Sailing off the Edge of the World
What follows are a few things that I find absolutely fascinating right now, simply intriguing, perplexing, know nothing about, or want to know some things about. These are questions I’m looking forward to seeking answers to, and questions whose pursuit will bring ancillary fascination and skills. If things go well, as I progress in programming the burning question of the moment will only get more interesting.
- What is threading?
- Given the format of objects and classes, how much of a full complete concept of program should you have before Actually beginning to work on it?
- How the hell can git make some sort of tiny file that exactly references every single tiny bit of data of all of your original files, plus tracking data and history etc, and yet can be transmitted at some tiny size and incredibly fast rate?How can you make make something that is an exact Copy of something else, without it being the thing itself, or at least the same size as the thing? It’s practically metaphysical. (When I was really young and started getting into maps, an old geoscientist at Swarthmore College told me that there is no such thing as an accurate map, because to build a completely accurate map or model is to rebuild the thing itself. It must be the same scale and size, have the same dynamism and interactivity between the parts. Git be magic?

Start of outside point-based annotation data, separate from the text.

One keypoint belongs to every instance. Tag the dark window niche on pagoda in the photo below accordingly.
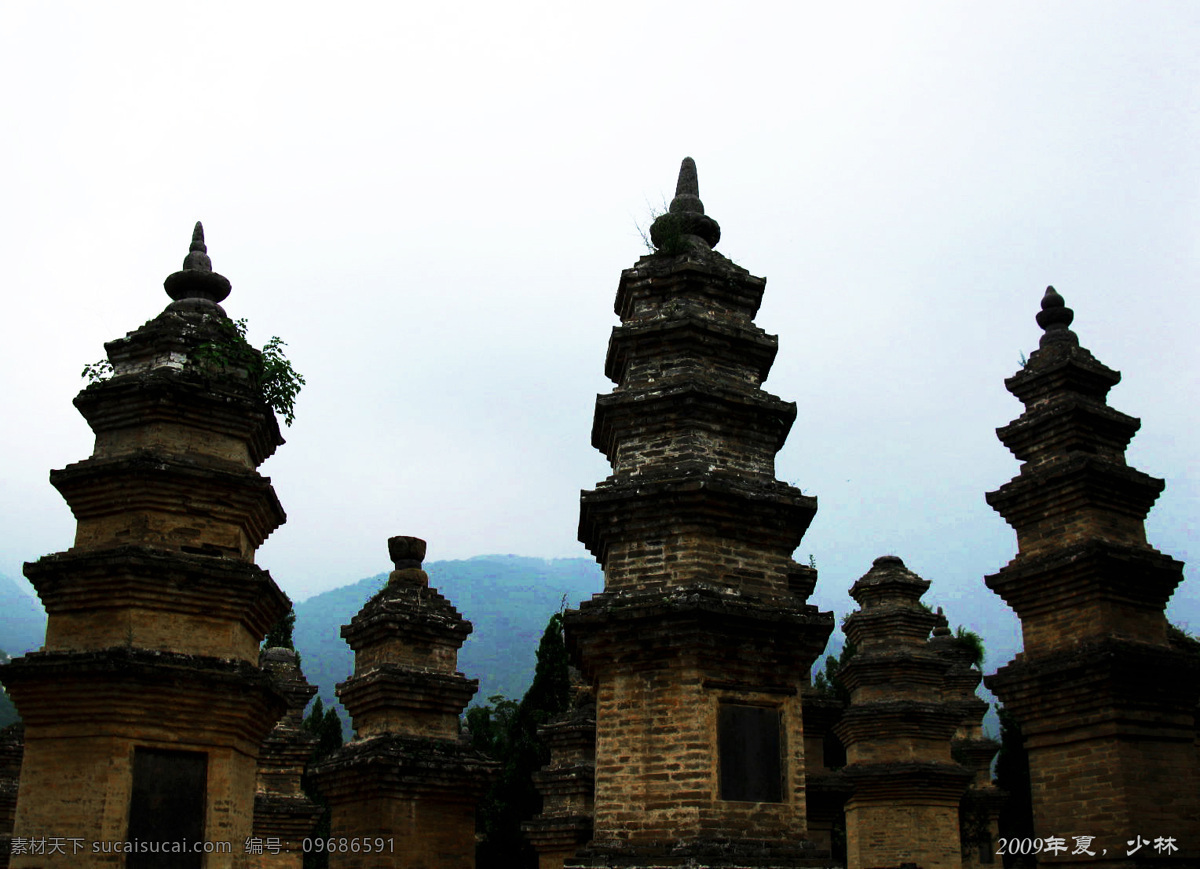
(167, 807)
(751, 762)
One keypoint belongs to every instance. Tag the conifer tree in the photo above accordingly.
(514, 798)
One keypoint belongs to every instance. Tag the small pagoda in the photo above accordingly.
(898, 729)
(982, 802)
(1105, 690)
(406, 787)
(145, 709)
(699, 645)
(283, 815)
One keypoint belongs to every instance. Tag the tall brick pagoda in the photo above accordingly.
(145, 709)
(1105, 700)
(699, 645)
(898, 729)
(406, 784)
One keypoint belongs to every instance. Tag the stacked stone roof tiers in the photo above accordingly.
(155, 615)
(282, 810)
(703, 607)
(1105, 701)
(407, 775)
(406, 645)
(898, 729)
(567, 783)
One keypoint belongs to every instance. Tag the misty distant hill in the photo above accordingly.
(508, 599)
(22, 619)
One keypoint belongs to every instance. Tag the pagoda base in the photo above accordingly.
(699, 853)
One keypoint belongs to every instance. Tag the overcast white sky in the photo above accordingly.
(432, 205)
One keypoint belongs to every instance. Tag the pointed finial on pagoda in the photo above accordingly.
(687, 190)
(197, 279)
(685, 227)
(1055, 318)
(942, 628)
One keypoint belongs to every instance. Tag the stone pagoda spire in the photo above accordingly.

- What the heck are deltas?
- At this point I’ve written tiny (super tiny) programs and scripts that flow from an initial conception quickly and fluidly. Many of the best practices in developing that we’re learning reading about seem to ensure good, working code that matches the goal via processes that slow down or structure the code creation.
- Moving forward, how can I best maximize and instill habits and practices now that will help me quickly build fast and powerful models?
- How can I quickly and effectively build good tests that help me help guide the course of my development projects, without interrupting the fund of creativity and inventing, and finally altering the process of my workflow?
- I have a northface shirt and a backpack that I bought when I was first getting into climbing and mountaineering. Almost 15 years later the bag and shirt are both still kickin’, and I’m wearingly the shirt today in an urban environment. I dragged that bag up and down rock faces, often literally, and then have carried it filled with too-many books and laptops for more than a decade since. It’s lost the padding in the arm pads and looks a bit faded, but it is still an awesomely functional bag; it’s still tougher and more function than 90% of what’s made today, even by the same company, and has none of the extra bling and straps that climbers tend to cut off their bags anyway. How do I make code like this? Should I? Code that will hold up for years, that can be refactored and trimmed, whose essence is speed and functionality? That people love to use? That carries it’s first load and then adapts to different usage years from now?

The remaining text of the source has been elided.